We talked about what might constitute both care and flow at work in modest gift economies; questions of whether and in what ways we might have met with such already, as Jo Bear writes in ‘Butch4Butch’:
I used to hold an instrument
up to my chin like this—to cradle it—as you cradle my jaw
to keep my head from following.
This beautiful poem reminded me of something in Lucy’s voice when she said, “It’s also true that we look after each other”—this, as we were rounding out a conversation, as I recall, on the all-too-implied version of the gift as an unpaid, unseen, exploitative entity linked with precarious and/or gendered labour in market economies.
With endearing frankness, Lucy and I swapped anecdotes on the failed or backfired/attempted gift, or the refused or minimised, or somehow miserable gift. Who hasn’t got some story to tell of a gift gone awry, or terribly, if not hilariously, wrong? Surely everyone knows someone in their extended circle who says they don’t want a birthday present but then sulks theatrically as the day slides by, or others who expect month-long birthday periods but who yet seem miserable despite the raining down of merchandise upon them! Anecdotes like these threaded the ways in which we realised, early on, that we were onto something, not only as an idea, but in relation to opposing lines of capitalist complicity that superimpose narratives of scarcity and competition against the possibility of abundance, and the intersectional, socio-historic, cultural conditions in which female ‘giftedness’ has been punished or suppressed, or risked, and at what cost: as A. Frances Johnson’s poem ‘Artemisia’s Knife’ vividly explores.
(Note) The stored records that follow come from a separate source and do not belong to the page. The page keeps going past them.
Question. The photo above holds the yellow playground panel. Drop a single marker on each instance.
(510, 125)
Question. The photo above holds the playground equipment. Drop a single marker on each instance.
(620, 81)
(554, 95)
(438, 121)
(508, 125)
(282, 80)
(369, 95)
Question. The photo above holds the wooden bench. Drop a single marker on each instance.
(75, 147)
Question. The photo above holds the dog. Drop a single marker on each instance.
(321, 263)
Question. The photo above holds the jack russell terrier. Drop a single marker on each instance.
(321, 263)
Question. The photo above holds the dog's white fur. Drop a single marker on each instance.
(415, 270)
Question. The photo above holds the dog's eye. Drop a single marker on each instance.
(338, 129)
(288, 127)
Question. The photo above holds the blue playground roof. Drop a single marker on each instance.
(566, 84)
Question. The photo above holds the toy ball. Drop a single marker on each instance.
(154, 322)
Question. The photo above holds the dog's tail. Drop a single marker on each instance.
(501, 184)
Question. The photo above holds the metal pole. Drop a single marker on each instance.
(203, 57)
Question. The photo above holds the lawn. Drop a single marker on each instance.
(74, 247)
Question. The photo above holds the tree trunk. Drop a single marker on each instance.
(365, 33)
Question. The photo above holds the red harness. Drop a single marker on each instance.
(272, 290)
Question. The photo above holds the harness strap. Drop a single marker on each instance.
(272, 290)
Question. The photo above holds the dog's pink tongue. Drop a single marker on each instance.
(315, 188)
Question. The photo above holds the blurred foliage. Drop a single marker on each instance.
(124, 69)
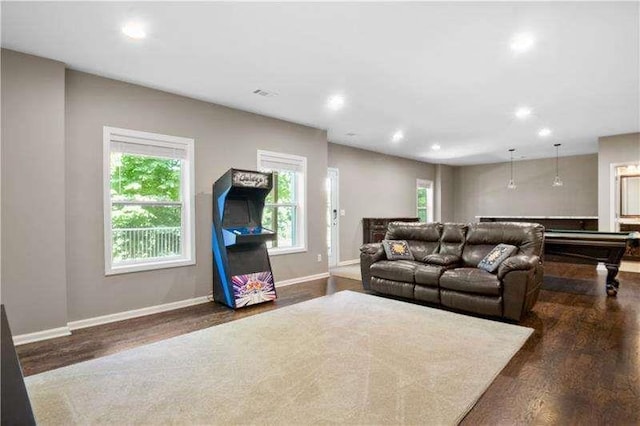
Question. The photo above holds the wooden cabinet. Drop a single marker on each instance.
(633, 250)
(375, 228)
We thought, too, about how a gift requires of the giver both a vulnerability (as in, for example, Colleen Harris’ poem ‘The Trick Is to Ignore Your Hands’, which knits fibres of warmth for an aging mother, whose “bones // are always chilled”) as well as an openness to the other (as in Angela Costi’s ‘Re-Learning Mana’s Dialect’: “When I sing her voice returns”) which in itself invokes trust in the other’s capacity to receive (as, for example, in Emma Crook’s deeply moving ‘Kindling baby’:
the hollow body of swamp mahogany shines
in a flash of forgotten sun and with skin ignited by rain
I am making a kindling baby.
“salt is salt is salt” Crook’s speaker repeats; Hodge’s first-person speaker, grappling with how “[d]isease is all loss and labour” risks imagining what it took to get those “Salted words down” in the poem ‘Your Own Words’.
Undoing “a certain grip,” as Pont suggests in ‘subtle objects’, takes an ongoing practising in mundane, messy, courage-to-decide otherhow in multiple, micro-momentous ways, as these poems amply attest. So many ways in which it becomes possible to
rest it, see its white, gelatinous tip and heavy-duty
muscle unclench, withdraw silently, like a dancer
turning away—
turning away just often and minimally enough to counter, or even counteract, at least in the pause in which capacity is gathered or noticed, that “great hunger / running the machinery of it all” (Plunkett, ‘Bound’). What a privilege it has been to witness the ongoing poetic capacity, capaciousness, and cunning at work in this braiding of a sample set of tenderness with living ground.